Events at Carbonite will act as a warning to IT professionals as analysts predict the market for hosted back-up services will treble in the next four years.
An unexplained bug caused users' connection to drop out, just as the service went live again after a scheduled maintenance outage.
Carbonite CEO Dave Friend said a software glitch caused the problem during the early hours of 9 March at the end of an expansion of Carbonite's IT operation – the first since 2006. "It was just one of those things," said Friend.
"The minute we reconnected to the internet, all of a sudden we had hundreds of thousands computers trying to talk to us at once. For some reason, [1,146] of them didn't reconnect.
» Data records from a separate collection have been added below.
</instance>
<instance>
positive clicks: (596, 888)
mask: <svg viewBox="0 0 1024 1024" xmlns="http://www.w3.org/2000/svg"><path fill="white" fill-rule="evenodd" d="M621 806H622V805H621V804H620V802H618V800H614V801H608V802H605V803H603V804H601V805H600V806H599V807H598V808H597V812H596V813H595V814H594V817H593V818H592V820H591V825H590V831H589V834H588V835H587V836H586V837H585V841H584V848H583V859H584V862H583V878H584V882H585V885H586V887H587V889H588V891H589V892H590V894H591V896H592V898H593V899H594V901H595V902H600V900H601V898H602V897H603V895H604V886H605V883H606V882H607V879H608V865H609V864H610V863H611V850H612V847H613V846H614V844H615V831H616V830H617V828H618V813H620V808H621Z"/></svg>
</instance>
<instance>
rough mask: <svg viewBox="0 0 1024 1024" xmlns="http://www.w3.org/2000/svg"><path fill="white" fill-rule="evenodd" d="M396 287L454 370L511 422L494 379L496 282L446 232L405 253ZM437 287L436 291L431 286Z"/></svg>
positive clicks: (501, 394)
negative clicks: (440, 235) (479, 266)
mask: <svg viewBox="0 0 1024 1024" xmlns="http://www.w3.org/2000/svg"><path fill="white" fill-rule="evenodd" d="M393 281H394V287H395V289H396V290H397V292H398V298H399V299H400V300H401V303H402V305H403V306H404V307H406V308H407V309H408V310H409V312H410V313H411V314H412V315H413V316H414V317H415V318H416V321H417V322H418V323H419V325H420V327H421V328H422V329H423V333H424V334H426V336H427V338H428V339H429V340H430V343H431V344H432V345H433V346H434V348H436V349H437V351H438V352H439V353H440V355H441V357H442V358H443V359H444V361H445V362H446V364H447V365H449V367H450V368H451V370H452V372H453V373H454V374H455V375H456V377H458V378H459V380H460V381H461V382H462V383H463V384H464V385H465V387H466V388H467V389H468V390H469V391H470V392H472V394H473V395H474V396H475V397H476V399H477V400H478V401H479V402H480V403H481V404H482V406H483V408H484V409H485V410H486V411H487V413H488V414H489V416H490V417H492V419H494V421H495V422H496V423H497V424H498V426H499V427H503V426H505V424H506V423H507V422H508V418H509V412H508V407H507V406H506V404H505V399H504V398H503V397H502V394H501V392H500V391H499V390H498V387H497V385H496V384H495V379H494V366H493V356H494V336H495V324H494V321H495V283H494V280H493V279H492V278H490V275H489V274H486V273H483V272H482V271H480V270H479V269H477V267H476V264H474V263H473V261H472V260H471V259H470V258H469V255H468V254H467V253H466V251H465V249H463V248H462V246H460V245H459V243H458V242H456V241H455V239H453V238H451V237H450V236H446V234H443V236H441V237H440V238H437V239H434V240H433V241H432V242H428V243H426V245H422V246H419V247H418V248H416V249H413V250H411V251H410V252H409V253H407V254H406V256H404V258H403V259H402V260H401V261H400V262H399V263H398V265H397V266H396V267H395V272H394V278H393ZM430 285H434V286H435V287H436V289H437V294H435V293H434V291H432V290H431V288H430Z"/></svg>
It didn't affect many people, but left things in a weird state that they couldn't recover from," remarked Friend.
Friend said all of the users affected by the "little glitch" had now corrected the problem by re-installing Carbonite's software via a download from the company's website.
Last month, Amazon's storage site also experienced an outage.
Although IDC expects online backup revenues to soar from US$235 million (£115 million) in 2007 to $715 million (£350 million) in 2011, the competition to attract SMB and corporate users to web-based back-up services is fierce.